他已经许多日不曾去正院了。
萨克达氏着急,她不能在众小妾面前丢了面子,便差玉竹前来说项,希望四贝勒能看在夫妻的情分上来她屋里歇一回。
玉竹听了,咬了咬唇,道:“贝勒爷,今儿是十五,福晋准备了晚膳。”
但凡初一十五,四贝勒都会歇在正院。
萨克达氏刚和四贝勒闹了矛盾,怕四贝勒不来。
四贝勒是真没打算去。
尽管是十五,但他没忘了萨克达氏之前所为,并不打算再顾着萨克达氏的面子。
但面前的丫鬟不达目的不罢休,四贝勒抬眼看她一眼,不为所动,“爷改日再去。”
玉竹哪里好就如此回去?
一来有福晋的吩咐,二来……玉竹难得有机会接近四贝勒,这次是她主动要来的机会。
她自然不能放弃。
玉竹瞧着四贝勒冷淡的模样,再想到四贝勒对武侧福晋的宠爱,满腹不甘羡慕涌了上来。
自己不比玉茹差,玉茹可以,为何自己不可以?
玉茹未得到四贝勒的喜欢,就是没本事讨得四贝勒的欢心,那还不如让给更有机会的人。
淡淡的香气涌入鼻尖。
四贝勒皱了皱眉,见她还不走,抬头,这才瞧见她一副欲言又止的模样。
虽无几样头饰,模样却不差,也是极水灵的,尤其是粉色更显得娇嫩。
怒意瞬间涌了上来。
……
武静蕊还未用膳,只因四贝勒差人说了要来,便准备着。
眼看着四贝勒迟迟未来,正奇怪,就见四贝勒大步走了过来,走到近前,却见对方脸色阴沉沉的,甚是吓人。
“怎么了?”武静蕊请了安,仰着脸问他。
四贝勒怒斥,“真是愈发不像话了。”
这是对谁呢?
武静蕊不解,很快就明白了。
四贝勒搂了她的腰,叹息,“福晋派了人请爷过去,万没料到,那个奴才竟然生了如此心思。萨克达氏当真是越活越回去了,还敢行如此手段。”
原来是因为福晋。
武静蕊了然,看来那边有行动了,果真惹恼了四贝勒。
“发生了何事?”武静蕊故作不知。
四贝勒深吸口气,“那样的奴才,萨克达氏竟敢派那样的人来引诱爷,当爷是什么?”
看来是真惹恼了四贝勒。
也对。
萨克达氏才送了一个奴才给四贝勒,这会又“让”另一个奴才引诱四贝勒,可不就是令人不快嘛。
身为继福晋,满脑子争宠夺爱,丢进了颜面。
人是正院来的,一个奴才的行为,自然脱离不了主子的指使,萨克达氏又在四贝勒面前记了一笔。
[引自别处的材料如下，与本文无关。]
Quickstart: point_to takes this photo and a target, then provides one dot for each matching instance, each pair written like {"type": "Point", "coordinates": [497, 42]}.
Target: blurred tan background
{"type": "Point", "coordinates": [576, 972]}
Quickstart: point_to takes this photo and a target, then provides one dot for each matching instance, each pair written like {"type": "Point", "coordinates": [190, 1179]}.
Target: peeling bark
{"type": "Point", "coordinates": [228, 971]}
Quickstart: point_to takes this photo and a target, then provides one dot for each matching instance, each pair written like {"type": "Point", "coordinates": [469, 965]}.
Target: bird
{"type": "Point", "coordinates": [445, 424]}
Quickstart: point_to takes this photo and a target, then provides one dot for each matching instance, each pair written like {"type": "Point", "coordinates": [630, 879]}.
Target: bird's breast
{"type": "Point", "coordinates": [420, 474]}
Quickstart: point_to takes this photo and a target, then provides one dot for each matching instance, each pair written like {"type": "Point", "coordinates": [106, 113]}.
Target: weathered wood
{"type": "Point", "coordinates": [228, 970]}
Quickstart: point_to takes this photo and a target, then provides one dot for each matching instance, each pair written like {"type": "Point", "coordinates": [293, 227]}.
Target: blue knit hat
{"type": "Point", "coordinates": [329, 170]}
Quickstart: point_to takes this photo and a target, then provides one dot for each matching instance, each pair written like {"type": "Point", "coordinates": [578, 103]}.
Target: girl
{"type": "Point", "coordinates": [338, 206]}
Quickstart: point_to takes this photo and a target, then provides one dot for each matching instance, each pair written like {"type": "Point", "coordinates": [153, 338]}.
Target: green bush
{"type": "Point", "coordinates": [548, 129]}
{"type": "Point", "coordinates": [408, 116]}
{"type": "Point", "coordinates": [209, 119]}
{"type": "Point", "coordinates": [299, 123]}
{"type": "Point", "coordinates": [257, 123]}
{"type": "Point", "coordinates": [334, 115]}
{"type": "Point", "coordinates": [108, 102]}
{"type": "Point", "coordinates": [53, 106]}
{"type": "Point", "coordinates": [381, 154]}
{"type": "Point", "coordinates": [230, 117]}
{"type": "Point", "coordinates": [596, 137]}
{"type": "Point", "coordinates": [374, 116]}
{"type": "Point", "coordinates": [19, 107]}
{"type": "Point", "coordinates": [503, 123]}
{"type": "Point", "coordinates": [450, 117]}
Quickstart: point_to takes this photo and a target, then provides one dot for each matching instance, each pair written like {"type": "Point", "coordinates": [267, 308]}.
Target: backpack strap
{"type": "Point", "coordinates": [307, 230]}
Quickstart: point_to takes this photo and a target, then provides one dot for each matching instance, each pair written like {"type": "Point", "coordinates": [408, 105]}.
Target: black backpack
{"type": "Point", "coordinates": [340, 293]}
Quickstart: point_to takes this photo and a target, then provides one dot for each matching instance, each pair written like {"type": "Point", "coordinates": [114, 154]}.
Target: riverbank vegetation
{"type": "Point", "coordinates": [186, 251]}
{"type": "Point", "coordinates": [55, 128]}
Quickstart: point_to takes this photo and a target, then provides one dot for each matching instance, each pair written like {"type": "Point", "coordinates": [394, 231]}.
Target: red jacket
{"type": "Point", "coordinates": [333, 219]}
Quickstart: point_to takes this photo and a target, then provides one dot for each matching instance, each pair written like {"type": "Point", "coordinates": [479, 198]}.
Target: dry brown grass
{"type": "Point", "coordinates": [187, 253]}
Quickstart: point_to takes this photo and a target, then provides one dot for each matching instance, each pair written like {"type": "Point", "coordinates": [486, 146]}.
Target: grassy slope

武静蕊伸手抚他胸口,“爷无需生气,这些小事不值当。”
四贝勒低头看她,哼了声,“你倒是好心情。”
武静蕊无语。
难道要她闷着脸替他生气?闲着没事干啊。
“其实很容易解释,爷冷落福晋,福晋又无子嗣,自然不安,想尽快有个子嗣,人之常情罢了。”
四贝勒黑脸,全然听不进她的话,“得寸进尺,不知所谓!爷给她的还不够吗?”
自然不够。
要是她,也是不满足的,不过她不会如萨克达氏这般用别的女人笼络四贝勒。
“人总是无法满足的,光有福晋之位怎么够?子嗣才是最要紧的。”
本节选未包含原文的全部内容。